Comparing your results relative to each other and the above in a spreadsheet
18.7 1.000 00124F8B 1200011 1.000
13.3 0.711 000F424E 1000014 0.833
9.8 0.524 000AAE65 700005 0.583
9.9 0.529 000AAE6A 700010 0.583
It shows that the various stages as I have measured also show improvements and that -O3 is slightly slower.
Analyze what happened.
void soft_delay(void) {
for (volatile uint32_t i=0; i<2000000; ++i) { }
}
because this counts up AND is volatile the compiler cannot do the usual count down and save an instruction (subs then bne rather than add, cmp, bcc)
-O0 code
soft_delay:
PUSH {r3,lr} allocate space for i
MOV r0,#0 i = 0
STR r0,[sp,#0] i = 0
B L6.14
L6.8:
LDR r0,[sp,#0] read i from memory
ADD r0,r0,#1 increment i
STR r0,[sp,#0] save i to memory
L6.14:
LDR r1,L6.24 read max value
LDR r0,[sp,#0] read i from memory
CMP r0,r1 compare i and max value
BCC L6.8 branch if unsigned lower
POP {r3,pc} return
I should have examined the code first L6.24 should have been 2000000 not 2000000 - 1. You left this out of your question.
No optimization generally means just bang out the code in order as in the high level language.
r3 doesn't need to be preserved neither does LR but the variable is volatile so it needs space on the stack the compiler chose to do it this way for this optimization level pushing lr allows for it to pop pc at the end.
push is a pseudo instruction for stm (stmdb) so 8 is subtracted from the stack pointer then the registers are saved in order so if the sp was at 0x1008 then it changes to 0x1000 and writes r3 to 0x1000 and lr to 0x1004 so for the rest of this function it uses sp+0 which is 0x1000 in this example. The r3 and the push used in this way is to allocate a location for the variable i in the code.
-O1 version
soft_delay:
PUSH {r3,lr} allocate space
MOV r0,#0 i = 0
STR r0,[sp,#0] i = 0
LDR r0,L6.24 read max/test value
B L6.16
L6.10:
LDR r1,[sp,#0] load i from memory
ADD r1,r1,#1 increment i
STR r1,[sp,#0] save i to memory
L6.16:
LDR r1,[sp,#0] read i from memory
CMP r1,r0 compare i with test value
BCC L6.10 branch if unsigned lower
POP {r3,pc}
The primary difference between -O0 and -O1 in this case is the -O0 version reads the max value every time through the loop.

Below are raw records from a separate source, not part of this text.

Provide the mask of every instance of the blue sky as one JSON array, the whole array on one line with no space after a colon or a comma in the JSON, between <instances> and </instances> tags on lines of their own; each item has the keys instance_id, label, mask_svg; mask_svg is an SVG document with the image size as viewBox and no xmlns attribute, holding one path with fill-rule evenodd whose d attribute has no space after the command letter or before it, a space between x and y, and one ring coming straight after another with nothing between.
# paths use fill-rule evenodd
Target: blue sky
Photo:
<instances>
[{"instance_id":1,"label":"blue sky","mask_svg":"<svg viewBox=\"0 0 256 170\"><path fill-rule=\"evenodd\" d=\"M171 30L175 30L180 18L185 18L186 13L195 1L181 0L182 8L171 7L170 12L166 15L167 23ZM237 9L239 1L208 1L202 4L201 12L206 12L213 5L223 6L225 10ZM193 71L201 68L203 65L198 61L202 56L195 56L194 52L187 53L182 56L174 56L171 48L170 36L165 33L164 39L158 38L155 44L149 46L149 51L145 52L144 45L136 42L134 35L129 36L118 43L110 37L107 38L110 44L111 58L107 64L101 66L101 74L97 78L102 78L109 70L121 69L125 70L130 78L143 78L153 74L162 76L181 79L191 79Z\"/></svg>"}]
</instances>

The -O1 version reads it outside the loop one time.
-O0
08000208 <L6.8>:
8000208: 9800 ldr r0, [sp, #0]
800020a: 3001 adds r0, #1
800020c: 9000 str r0, [sp, #0]
800020e: 4902 ldr r1, [pc, #8] ; (8000218 <L6.24>)

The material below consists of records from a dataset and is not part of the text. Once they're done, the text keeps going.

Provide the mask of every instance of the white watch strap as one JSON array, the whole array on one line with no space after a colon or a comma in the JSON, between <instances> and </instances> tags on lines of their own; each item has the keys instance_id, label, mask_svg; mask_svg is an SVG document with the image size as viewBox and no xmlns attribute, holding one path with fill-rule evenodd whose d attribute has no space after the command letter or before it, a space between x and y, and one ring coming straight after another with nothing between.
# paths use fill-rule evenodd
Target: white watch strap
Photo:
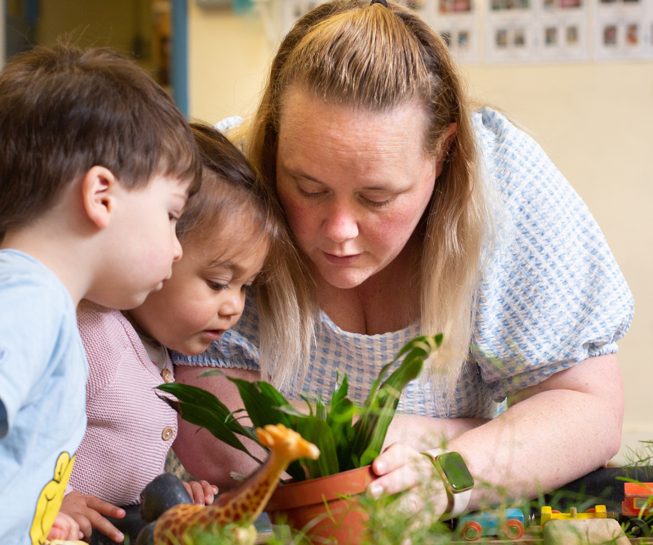
<instances>
[{"instance_id":1,"label":"white watch strap","mask_svg":"<svg viewBox=\"0 0 653 545\"><path fill-rule=\"evenodd\" d=\"M471 497L471 489L465 490L463 492L458 492L457 494L451 494L453 496L453 509L449 513L446 513L441 519L441 520L449 520L450 518L455 518L467 508L467 505L470 503L470 498Z\"/></svg>"},{"instance_id":2,"label":"white watch strap","mask_svg":"<svg viewBox=\"0 0 653 545\"><path fill-rule=\"evenodd\" d=\"M426 451L426 454L428 454L430 456L433 456L433 459L434 460L436 456L447 454L450 451L445 450L444 449L430 449ZM451 486L449 488L451 489ZM457 493L451 490L447 490L447 495L453 499L453 506L451 511L444 513L442 515L440 520L449 520L451 518L455 518L464 512L470 503L470 498L471 497L471 489L470 488L469 490L465 490Z\"/></svg>"}]
</instances>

8000210: 9800 ldr r0, [sp, #0]
8000212: 4288 cmp r0, r1
8000214: d3f8 bcc.n 8000208 <L6.8>
1200011 / 100000 = 12
The bulk of the time is in the above loop. 7 instructions three loads two stores. That is 12 things so perhaps its one clock per.
-O1 code
0800020a <L6.10>:
800020a: 9900 ldr r1, [sp, #0]
800020c: 3101 adds r1, #1
800020e: 9100 str r1, [sp, #0]
08000210 <L6.16>:
8000210: 9900 ldr r1, [sp, #0]
8000212: 4281 cmp r1, r0
8000214: d3f9 bcc.n 800020a <L6.10>
1000014 / 100000 = 10
0800020a <L6.10>:
800020a: 9900 ldr r1, [sp, #0]
800020c: 3101 adds r1, #1
800020e: 9100 str r1, [sp, #0]
8000210: 9900 ldr r1, [sp, #0]
8000212: 4281 cmp r1, r0
8000214: d3f9 bcc.n 800020a <L6.10>
6 instructions, two loads one store. 8 things 10 clocks. The difference here from -O0 is that the compare value is read before/outside the loop so that saves that instruction and that memory cycle.
-O2 code
08000208 <L4.8>:
8000208: 9900 ldr r1, [sp, #0]
800020a: 3101 adds r1, #1
800020c: 9100 str r1, [sp, #0]
800020e: 4281 cmp r1, r0
8000210: d3fa bcc.n 8000208 <L4.8>
700005 / 100000 = 7 ticks per loop
So by some folks definition, this isn't honoring the volatile, or is it? The compare value is outside the loop and the way this is written it should be 2000000 + 1, yes? It reads i from memory one time per loop rather than twice but does store it every time through the loop with the new value. Basically it removed the second load and that saved some time waiting on that read to finish.
-O3 code
08000208 <L5.8>:
8000208: 9900 ldr r1, [sp, #0]
800020a: 3101 adds r1, #1
800020c: 9100 str r1, [sp, #0]
800020e: 4281 cmp r1, r0
8000210: d3fa bcc.n 8000208 <L5.8>
The inner loop is the same as -O2.
-O2 does this
08000200 <soft_delay>:
8000200: b081 sub sp, #4
8000202: 2000 movs r0, #0
8000204: 9000 str r0, [sp, #0]
8000206: 4804 ldr r0, [pc, #16] ; (8000218 <L4.24>)
...
8000212: b001 add sp, #4
8000214: 4770 bx lr
-O3 does this
08000200 <soft_delay>:
8000200: b508 push {r3, lr}
8000202: 2000 movs r0, #0
8000204: 9000 str r0, [sp, #0]
8000206: 4803 ldr r0, [pc, #12] ; (8000214 <L5.20>)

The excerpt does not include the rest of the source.